Compiling all this information together and investors comes across ROE. Over the past year, Walter’s reported an ROE of 111.98%. Therefore, out of all shareholder equity, more than 112% (above five year average) come from earnings instead of debt or stock. This number is much stronger compared to the industry average of 13.58%, and the number is better than some competitor averages 13.13% (Massey) and 15.14% (Arch Coal). Therefore, Walter’s has a history of strong earnings per its equity share—which reflects the strong capital gain movement over the past year. And if history is any indication, there should be no reason why Walter’s cannot continue its success. The same logic applies to Walter’s 6.19% ROA (above industry average) and 7.56% ROI (above industry average).

Valuation

With fairly high growth estimates and historical data, there should be evidence of an overvalued company. However, this is not strictly the case. Walter’s has a forward P/E ratio of 15.28 and a price to sales ratio of 2.90 compared to the industry’s respective 53.23 and 3.64, which shows a relatively undervalued status. In comparison, the rest of the market cap competitors have ratios that higher than Walter’s. Massey Energy has a forward price to earnings ratio of 19.44, and Alpha Natural has a 29.83 forward price to earnings ratio. What makes Walter’s figures are more enticing is these competing firms aren’t growing so greatly as strongly as Walter’s. Walter’s can now be seen as both a growing and valued company. Moreover, Walter’s has a relatively low PEG (0.45) ratio compared to other competitors’ numbers as well.

Efficiency

Walter’s is efficient. Inventory turnover at 6.12 is strong compared to other industry market-cap rivals. Moreover, asset turnover is also strong at 0.44 compared to competitor figures. Receivables turnover also illustrates a number of 0.52 illustrating cash received every 700 days. In terms of liquidation, Walter’s current ratio is a bit high. This number is a bit risky, but the company’s capital expenditures have increased (21.30%) which means further increases in capacity and economies of scale may be present in the future, because of this financing. Moreover, institutions own 95.00% of all Walter’s shares. Since the institutional investors have a larger gross amount of capital to lose compared to the retail investor, a high institutional percentage illustrates confidence in the stock's ability. Walter also has a solid dividend ratio at 0.23%.

Technical Analysis

Walter’s performed flat in the past year. The company’s share price has increased 220% year-to-year. This type of growth is amazing for a recessionary-type economy, especially considering the fact that the housing market and construction is doing so poorly. There seems to be some support at the 70 dollar share price range dating back to earlier May 2008. The last time Walter’s reached this amount the company rebounded and appreciated 23%. There is a possibility a similar or better situation could occur in the future.

More specific to the current month, Walter’s illustrates strong technical signals.
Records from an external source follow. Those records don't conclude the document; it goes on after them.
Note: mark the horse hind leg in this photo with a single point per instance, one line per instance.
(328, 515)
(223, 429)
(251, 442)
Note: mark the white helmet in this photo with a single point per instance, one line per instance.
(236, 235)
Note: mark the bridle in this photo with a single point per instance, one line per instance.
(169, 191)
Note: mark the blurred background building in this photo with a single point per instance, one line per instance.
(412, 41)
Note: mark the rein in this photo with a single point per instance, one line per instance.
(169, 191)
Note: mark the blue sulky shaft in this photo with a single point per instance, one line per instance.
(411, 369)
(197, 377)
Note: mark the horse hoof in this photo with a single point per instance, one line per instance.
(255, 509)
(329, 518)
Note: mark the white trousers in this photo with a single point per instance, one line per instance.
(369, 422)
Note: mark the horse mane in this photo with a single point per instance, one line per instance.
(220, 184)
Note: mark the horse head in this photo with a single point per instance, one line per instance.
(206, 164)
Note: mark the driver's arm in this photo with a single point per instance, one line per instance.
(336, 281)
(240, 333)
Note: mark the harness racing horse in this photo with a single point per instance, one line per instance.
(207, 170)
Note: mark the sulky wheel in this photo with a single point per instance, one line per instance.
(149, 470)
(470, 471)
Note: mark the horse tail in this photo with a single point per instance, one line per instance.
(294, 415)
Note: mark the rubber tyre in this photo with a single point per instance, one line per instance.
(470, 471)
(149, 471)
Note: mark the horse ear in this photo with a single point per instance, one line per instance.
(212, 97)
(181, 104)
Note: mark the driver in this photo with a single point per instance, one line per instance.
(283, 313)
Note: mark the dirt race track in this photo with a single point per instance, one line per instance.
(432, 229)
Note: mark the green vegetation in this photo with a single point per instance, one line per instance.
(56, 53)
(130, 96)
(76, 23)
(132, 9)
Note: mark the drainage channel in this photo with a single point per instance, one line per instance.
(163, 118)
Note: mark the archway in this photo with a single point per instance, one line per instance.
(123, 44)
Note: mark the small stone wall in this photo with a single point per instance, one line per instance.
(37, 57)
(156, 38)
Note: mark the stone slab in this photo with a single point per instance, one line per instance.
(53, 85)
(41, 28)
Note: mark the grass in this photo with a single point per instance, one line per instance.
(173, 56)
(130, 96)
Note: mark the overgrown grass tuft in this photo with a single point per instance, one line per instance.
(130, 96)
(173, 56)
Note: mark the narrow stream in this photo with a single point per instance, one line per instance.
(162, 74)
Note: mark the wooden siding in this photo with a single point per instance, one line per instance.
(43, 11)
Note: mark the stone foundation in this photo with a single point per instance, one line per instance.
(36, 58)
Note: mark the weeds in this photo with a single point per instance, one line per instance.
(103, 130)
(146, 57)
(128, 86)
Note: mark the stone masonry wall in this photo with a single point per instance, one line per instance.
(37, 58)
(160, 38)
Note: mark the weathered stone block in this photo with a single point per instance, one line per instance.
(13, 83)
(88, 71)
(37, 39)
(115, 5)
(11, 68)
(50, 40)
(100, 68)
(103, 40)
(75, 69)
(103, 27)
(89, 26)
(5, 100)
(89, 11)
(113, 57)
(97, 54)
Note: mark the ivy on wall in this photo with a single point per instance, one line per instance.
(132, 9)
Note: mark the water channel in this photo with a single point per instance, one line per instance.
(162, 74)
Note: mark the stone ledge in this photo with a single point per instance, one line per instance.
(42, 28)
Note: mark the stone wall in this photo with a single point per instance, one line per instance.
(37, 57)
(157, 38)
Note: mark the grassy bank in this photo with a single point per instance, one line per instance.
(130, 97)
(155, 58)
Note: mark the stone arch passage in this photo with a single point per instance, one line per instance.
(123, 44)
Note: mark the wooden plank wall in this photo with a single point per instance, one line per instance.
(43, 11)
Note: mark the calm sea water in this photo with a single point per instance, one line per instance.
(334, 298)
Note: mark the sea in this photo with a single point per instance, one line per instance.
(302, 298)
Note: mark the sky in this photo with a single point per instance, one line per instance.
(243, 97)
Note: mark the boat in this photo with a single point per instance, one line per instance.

Parabolic SAR is below and upward trending the current share price. This event usually signals an upturn in share price. The company is a little undervalued compared to the RSI index at 43.32, but it is better to be an advocate of fundamental valuations before technical valuations. Therefore, while now isn't the most ideal time to purchase shares of Walter’s according to technical analysis, purchasing shares will still produce strong long terms gains.

Conclusion

Walter Industries is a great acquisition for any portfolio. The company's business model and fundamental analysis are both strong. It is very rare to find a company that has both strong valuation and growth, so it is wise to take advantage of these situations as they arise.